Les salles d’honneur de la maire étaient bondées. En majorité des Américains résidant. Des VIP. L’ambassadeur d’Israël à Paris. Et beaucoup d’anonymes, comme on dit quand on n’est pas capable de mettre un nom sur chaque faciès. Ambiance surchauffée : des cris et des pleurs à l’apparition d’Obama à l’écran. On vivait là un événement historique. Extase et dévotion face à ce beau gourou. Un « saint homme », selon Judith, une femme noire, franco-américaine : « Obama, c’est notre nouveau prophète, c’est le messie, c’est Jésus, il va sauver l’Amérique, notre pays va guider le monde entier, il va faire des miracles, je suis sûre que dans la Bible, on doit parler de lui… »

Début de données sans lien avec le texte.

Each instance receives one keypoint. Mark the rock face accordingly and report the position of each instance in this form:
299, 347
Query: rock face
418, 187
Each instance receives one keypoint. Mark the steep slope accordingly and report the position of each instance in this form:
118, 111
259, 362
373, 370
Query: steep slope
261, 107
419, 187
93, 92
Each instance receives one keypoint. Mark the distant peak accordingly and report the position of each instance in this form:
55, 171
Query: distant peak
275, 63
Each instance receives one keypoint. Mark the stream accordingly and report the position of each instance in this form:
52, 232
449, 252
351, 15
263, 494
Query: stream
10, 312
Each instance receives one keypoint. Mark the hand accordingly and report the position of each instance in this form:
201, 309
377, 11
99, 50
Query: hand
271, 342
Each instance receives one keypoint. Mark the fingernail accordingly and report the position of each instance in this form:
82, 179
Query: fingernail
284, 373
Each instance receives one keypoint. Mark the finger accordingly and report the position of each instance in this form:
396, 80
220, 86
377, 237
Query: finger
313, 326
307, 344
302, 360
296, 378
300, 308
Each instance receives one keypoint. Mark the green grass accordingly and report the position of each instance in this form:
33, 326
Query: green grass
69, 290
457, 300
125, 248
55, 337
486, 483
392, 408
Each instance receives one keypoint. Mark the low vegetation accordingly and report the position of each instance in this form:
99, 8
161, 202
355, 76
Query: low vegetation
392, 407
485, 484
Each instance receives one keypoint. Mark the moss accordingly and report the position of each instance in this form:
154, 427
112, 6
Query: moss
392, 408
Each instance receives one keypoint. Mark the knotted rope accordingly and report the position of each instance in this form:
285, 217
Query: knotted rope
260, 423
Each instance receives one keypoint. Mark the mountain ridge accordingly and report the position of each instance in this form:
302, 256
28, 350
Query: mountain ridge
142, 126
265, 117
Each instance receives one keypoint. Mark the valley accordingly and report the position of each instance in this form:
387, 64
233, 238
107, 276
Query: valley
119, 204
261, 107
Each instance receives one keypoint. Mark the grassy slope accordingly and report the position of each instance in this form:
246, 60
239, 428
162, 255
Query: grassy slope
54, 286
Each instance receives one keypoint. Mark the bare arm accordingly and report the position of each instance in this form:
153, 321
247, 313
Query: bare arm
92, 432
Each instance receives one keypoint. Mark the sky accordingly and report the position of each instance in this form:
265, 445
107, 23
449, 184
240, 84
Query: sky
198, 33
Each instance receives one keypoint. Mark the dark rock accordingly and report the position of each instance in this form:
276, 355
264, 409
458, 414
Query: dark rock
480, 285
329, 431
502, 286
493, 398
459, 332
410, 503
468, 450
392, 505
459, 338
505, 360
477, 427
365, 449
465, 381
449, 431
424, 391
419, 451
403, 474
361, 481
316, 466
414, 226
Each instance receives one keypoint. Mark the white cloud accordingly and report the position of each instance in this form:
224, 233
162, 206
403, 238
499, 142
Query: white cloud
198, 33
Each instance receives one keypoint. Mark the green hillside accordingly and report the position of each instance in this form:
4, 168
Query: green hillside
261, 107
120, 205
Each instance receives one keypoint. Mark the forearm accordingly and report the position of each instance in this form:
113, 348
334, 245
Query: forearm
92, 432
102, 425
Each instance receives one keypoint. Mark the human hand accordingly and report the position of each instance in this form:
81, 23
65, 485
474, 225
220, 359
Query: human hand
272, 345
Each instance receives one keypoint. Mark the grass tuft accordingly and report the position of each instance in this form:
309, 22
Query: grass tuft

Dans cette atmosphère sucrée-sacrée, on frise l’hystérie. L’osmose est parfaite. C’est à celui qui glorifiera le plus Obama. « Sous Bush, ma vie était triste, j’avais honte de dire que j’étais américaine, confesse une femme blanche, franco-américaine. Aujourd’hui, je revis, I’m american. » Dans cette assemblée aussi dévouée, aucune critique, bien évidemment. Les plus jeunes sont obnubilés par leur nouvelle idole : « Obama, il est sexy et beau, on l’adore », crient en cœur un groupe de jeunes étudiantes américaines.

Les Français de la soirée ? Idem. Adoration totale pour Obama. Jean, un homme d’un certain âge : « Pour moi, le président des USA est l’avenir du monde et notre sauveur, vous allez voir que grâce à lui, la crise financière va se régler, les arabes et les juifs vont faire la paix, il va donner naissance à une nouvelle époque. Je ne crois pas habituellement aux miracles, mais avec lui, j’y crois. »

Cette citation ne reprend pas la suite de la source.